When 20 Agents Fail to Sort: The Distributed Sorting Benchmark for Scalable Multi-Agent Systems
Xin Yang | Junhao Wang | Bintao Tang | Xuxin Cheng | Cao Liu | Ke Zeng | Wenyuan Jiang
Findings of the Association for Computational Linguistics: ACL 2026
Xin Yang | Junhao Wang | Bintao Tang | Xuxin Cheng | Cao Liu | Ke Zeng | Wenyuan Jiang
Findings of the Association for Computational Linguistics: ACL 2026
Current LLM-based multi-agent systems remain fragile under scaling, even on algorithmically trivial tasks.
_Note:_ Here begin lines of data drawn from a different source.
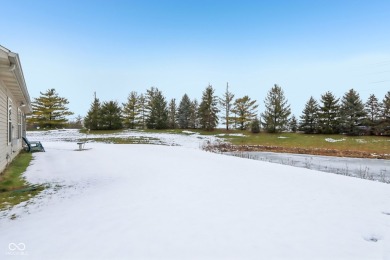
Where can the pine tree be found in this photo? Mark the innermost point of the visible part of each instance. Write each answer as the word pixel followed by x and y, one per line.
pixel 329 114
pixel 385 115
pixel 91 121
pixel 255 126
pixel 158 111
pixel 110 116
pixel 194 118
pixel 184 112
pixel 208 110
pixel 130 111
pixel 372 109
pixel 277 111
pixel 226 106
pixel 49 110
pixel 245 110
pixel 293 124
pixel 352 112
pixel 142 110
pixel 309 117
pixel 172 115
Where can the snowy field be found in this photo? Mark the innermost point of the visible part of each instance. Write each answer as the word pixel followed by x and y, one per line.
pixel 371 169
pixel 189 139
pixel 170 202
We introduce MAS-BENCH, a distributed-sorting benchmark that isolates coordination under explicit communication constraints: each agent observes only a local segment and must collectively produce a globally consistent order via broadcasting, peer-to-peer messaging, or a shared key-value store. Across LLM-based agents, success drops sharply as the number of agents grows, exposing persistent failures in shared state, convention alignment, and consistent termination. To mitigate these breakdowns, we propose CAMOC, a lightweight, drop-in proof-of-concept built on collaboration-aware information sharing, early global metadata exchange, and single-commit verification. CAMOC substantially improves coordination success and efficiency across backends, with the largest gains under shared-state interaction. Overall, MAS-BENCH provides a diagnostic benchmark and CAMOC offers a practical step toward more reliable large-scale LLM collaboration, highlighting a gap between individual reasoning and collective correctness.